Parallel Programming Concepts

7. Costs

By this point, I hope you will have gotten the joint message that:

  1. Parallel processing can be extremely useful, but...
  2. ... TANSTAAFL (There Ain't No Such Thing As A Free Lunch)
I.e., you can get great rewards from parallelizing, but you'll likely sweat blood getting there; now, that's not always the case, but it's better that you assume it will be, and be pleasantly surprised when it goes quickly and smoothly, than expecting everything will go smoothly and ending up mired to your neck in problems.

Here are some of the more significant ways that you can expect to spend time and encounter problems:

  • Programmer's time

    As the programmer, your time is largely going to be spent doing the following:

    • Analyzing code for parallelism

      The more significant parallelism you can find, not simply in the existing code, but even more importantly in the overall task that the code is intended to address, the more speedup you can expect to obtain for your efforts.

    • Recoding

      Having discovered the places where you think parallelism will give results, you now have to put it in.
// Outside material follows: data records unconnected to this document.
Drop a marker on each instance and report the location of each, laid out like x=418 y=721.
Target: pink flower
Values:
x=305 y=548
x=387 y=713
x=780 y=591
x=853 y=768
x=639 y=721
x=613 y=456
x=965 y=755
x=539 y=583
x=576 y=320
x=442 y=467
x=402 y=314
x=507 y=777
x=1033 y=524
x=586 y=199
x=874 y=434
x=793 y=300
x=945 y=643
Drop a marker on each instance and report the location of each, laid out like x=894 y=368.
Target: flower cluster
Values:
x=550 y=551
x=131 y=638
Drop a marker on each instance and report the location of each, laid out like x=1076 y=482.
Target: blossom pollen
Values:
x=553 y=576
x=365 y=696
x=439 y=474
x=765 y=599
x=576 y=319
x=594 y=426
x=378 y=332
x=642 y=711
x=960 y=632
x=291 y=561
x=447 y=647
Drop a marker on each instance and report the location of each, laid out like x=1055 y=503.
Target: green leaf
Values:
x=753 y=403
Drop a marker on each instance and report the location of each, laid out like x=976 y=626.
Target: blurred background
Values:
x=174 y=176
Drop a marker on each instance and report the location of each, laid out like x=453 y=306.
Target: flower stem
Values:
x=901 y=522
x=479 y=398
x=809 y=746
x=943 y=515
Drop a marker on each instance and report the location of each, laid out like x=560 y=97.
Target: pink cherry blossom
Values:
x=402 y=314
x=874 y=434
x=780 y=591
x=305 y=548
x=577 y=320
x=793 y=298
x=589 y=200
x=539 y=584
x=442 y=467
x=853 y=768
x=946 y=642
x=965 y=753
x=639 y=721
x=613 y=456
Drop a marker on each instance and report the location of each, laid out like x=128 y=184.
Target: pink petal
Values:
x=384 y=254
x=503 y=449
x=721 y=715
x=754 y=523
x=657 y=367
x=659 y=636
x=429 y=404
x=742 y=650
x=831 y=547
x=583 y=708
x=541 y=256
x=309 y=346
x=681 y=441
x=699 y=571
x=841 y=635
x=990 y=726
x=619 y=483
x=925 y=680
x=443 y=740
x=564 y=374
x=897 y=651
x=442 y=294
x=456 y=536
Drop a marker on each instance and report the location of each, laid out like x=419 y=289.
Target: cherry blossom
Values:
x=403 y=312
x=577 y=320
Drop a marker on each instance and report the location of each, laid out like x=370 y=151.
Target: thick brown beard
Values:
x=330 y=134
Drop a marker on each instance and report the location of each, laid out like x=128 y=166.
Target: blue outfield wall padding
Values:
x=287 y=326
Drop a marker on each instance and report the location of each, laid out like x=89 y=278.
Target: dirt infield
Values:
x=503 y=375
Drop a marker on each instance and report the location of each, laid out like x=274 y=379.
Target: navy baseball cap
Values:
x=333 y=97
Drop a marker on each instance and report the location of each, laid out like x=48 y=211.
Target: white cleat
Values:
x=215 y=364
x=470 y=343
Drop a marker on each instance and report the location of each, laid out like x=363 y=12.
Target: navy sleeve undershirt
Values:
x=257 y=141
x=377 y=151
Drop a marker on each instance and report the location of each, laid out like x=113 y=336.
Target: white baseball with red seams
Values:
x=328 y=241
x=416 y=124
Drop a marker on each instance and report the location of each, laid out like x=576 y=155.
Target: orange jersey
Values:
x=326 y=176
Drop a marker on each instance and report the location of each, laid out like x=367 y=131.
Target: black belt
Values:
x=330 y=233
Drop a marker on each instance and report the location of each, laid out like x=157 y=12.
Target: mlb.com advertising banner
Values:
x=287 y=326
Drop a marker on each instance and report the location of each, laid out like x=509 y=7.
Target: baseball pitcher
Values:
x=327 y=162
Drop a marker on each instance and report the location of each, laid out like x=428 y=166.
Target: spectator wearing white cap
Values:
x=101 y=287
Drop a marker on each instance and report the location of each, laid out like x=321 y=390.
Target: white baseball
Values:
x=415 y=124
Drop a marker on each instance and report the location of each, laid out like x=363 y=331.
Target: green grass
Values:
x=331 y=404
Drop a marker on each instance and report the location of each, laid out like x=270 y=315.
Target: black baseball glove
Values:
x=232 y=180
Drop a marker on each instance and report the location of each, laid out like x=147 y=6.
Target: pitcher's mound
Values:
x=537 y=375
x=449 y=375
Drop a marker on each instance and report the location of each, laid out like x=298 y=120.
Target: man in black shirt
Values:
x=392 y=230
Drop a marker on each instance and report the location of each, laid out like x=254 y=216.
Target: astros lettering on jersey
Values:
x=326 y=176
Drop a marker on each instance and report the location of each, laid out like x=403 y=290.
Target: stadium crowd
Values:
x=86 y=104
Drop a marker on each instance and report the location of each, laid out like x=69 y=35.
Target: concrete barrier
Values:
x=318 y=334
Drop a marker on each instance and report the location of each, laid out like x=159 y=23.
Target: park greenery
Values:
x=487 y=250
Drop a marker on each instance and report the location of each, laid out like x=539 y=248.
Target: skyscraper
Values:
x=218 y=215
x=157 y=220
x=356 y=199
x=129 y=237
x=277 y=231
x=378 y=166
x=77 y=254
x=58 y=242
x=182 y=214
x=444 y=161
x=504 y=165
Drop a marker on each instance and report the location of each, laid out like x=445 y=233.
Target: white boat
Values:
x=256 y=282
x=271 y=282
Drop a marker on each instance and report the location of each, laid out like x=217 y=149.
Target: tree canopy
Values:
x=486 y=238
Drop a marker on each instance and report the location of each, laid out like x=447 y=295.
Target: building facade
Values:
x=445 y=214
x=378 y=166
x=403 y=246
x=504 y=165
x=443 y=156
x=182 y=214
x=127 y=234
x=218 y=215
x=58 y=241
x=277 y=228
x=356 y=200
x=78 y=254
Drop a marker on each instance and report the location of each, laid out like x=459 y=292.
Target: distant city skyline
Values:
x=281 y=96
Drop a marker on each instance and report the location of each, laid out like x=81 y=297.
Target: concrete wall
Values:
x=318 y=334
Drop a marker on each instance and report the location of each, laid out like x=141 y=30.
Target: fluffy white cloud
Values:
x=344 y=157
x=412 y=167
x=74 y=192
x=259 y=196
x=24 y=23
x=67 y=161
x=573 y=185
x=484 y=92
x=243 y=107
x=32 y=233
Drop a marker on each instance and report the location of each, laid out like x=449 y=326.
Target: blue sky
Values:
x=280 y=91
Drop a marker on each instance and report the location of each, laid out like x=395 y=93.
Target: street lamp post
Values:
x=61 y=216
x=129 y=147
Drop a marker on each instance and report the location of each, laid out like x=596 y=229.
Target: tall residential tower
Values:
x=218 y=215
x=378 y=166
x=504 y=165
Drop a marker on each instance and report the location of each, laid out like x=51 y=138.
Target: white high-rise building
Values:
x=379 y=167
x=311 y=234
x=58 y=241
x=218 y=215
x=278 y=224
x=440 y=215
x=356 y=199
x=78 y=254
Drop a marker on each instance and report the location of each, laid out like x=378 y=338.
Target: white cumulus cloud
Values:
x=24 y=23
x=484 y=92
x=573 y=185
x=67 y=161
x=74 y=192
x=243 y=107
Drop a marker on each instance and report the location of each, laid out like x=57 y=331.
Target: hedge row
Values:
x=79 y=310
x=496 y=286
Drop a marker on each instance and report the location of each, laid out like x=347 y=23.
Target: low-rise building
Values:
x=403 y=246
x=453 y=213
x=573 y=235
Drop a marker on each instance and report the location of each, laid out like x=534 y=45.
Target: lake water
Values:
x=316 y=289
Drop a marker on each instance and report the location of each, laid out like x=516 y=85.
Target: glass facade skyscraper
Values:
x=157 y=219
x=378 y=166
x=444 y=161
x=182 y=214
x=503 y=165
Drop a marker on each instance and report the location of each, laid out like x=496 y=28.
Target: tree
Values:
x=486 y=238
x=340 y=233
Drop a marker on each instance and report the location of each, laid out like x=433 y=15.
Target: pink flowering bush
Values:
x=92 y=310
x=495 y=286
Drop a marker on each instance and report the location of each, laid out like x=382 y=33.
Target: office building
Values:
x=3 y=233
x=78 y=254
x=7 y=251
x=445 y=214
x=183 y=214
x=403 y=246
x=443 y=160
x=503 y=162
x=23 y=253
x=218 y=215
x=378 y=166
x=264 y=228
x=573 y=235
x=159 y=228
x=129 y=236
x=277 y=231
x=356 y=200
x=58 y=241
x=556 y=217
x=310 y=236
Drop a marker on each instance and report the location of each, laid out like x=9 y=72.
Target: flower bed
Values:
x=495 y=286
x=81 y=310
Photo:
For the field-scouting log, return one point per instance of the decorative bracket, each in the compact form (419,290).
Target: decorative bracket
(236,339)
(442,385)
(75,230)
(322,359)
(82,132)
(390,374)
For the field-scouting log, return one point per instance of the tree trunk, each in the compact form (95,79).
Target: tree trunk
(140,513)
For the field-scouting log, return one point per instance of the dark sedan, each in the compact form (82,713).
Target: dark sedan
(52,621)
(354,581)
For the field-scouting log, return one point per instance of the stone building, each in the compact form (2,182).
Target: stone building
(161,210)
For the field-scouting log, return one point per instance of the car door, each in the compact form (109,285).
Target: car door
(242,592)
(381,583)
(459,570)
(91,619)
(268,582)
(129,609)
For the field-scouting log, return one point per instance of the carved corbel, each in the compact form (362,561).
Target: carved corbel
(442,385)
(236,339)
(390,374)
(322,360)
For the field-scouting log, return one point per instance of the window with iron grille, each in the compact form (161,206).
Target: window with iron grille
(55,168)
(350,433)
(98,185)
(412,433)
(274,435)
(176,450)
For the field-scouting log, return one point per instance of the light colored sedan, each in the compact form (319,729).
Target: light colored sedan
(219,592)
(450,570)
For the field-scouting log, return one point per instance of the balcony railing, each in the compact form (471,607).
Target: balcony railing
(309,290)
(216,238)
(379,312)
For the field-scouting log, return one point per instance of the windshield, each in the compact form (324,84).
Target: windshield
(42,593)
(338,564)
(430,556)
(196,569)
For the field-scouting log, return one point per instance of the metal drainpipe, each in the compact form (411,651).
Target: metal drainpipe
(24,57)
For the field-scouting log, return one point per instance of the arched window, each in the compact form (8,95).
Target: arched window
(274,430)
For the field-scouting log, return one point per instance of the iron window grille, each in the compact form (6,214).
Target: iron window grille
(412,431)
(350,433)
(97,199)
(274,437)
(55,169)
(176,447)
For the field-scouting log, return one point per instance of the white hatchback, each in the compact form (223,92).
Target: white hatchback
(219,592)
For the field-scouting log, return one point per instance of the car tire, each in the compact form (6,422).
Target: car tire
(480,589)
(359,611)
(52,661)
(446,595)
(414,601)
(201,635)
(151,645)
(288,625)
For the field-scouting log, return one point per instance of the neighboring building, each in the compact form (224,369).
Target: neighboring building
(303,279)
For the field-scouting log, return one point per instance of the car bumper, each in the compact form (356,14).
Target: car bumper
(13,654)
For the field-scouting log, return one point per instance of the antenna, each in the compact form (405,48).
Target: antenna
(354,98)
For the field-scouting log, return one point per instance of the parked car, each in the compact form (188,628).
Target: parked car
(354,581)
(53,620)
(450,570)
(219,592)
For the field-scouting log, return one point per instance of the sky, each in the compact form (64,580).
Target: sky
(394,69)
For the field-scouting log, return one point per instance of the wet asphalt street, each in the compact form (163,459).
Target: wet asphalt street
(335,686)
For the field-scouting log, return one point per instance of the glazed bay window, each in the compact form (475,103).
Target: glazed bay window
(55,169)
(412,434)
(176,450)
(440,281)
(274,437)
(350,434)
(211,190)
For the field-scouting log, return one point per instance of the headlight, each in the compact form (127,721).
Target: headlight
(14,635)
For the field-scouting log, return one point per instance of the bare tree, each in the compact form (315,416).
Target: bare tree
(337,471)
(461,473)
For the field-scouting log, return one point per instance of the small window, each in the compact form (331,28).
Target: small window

This can be a very time-consuming process.

  • Complicated debugging

    One of the nice things about serial code is that, in the end, there's only one instruction at a time being executed, and you could, if you had to, get an instruction-level dump of the whole thing and stand a good chance of finding that last, elusive bug. Debugging a parallel application is at least an order of magnitude more infuriating, because you not only have multiple instruction streams running around doing things at the same time, you've also got information flowing amongst them all, again all at the same time, and who knows!?! what's causing the errors you're seeing?

    It really is that bad. Trust me.

    Do whatever you can to avoid having to debug parallel code:

    • consider a career change;
    • hire someone else to do it;
    • or write the best, self-debugging, modular and error-correcting code you possibly can, the first time.
    If you decide to stick with it, and follow the advice in that last point, you'll find that the time you put into writing good, well-designed code has a tremendous impact on how quickly you get it running correctly. Pay the price up front.

  • Loss of portability of code

    Serial code is serial code; sure, different serial machines have different dialects of your favorite serial language, but standards committees and software developers' need for portability are forcing a very welcome commonality in most of them.

    But, when you convert your code to parallel, there ain't no goin' back -- what you end up with (assuming you are not using parallel constructs hidden inside comments) will never again run on a serial machine ... well, that's not entirely true, in all cases, but it's better that you expect to have to support two completely different packages, one for serial environments, and one each for every different kind of parallel environment you want your application to be able to run on.

    Things are getting a little brighter on this score, however: there are standards efforts underway (at least for Fortran) to insure portability of parallel programs. For example, High Performance Fortran (HPF) runs on a variety of platforms, and the entire MPI effort was directed at being able to provide message-passing portability on top of a wide range of underlying transport environments.

  • Total CPU time greater with parallel

    A good job of parallelization will end up reducing the wall-clock time you spend waiting for your application to finish; however, the bill you get back from your service center is not likely to be based on time as measured by your trusty Timex ... if it were, they wouldn't stay in business very long. No, they're going to add up the CPU time you racked up over all of the processors you used (after all, if you used them, no one else could, right?), and bill you for that.

    Even on a per-CPU basis, you're going to see that a parallel task runs up a higher bill than the equivalent serial one; as previously explained, this increase is due to the additional instructions and time required to:

    • Initialize and terminate tasks
    • Communicate among tasks

  • Replication of code and data requires more memory

    Your service center bill may take into consideration things other than CPU cycles, such as how much disk and main memory you use. A serial task uses a fixed amount of memory. A skillfully written parallel one will distribute most of it across the processors, but there will always be some values that are replicated in all tasks and some buffers used for communication that will make the total memory used by a set of parallel tasks greater than what the serial task had used.

  • Other users might wait longer for their work

    The extra CPU time, disk space, and memory that your parallel application requires will not be available to other users of the system while you are using them. Show consideration for your fellow parallelizers -- use only the resources you actually need, and only for as long as you actually need them.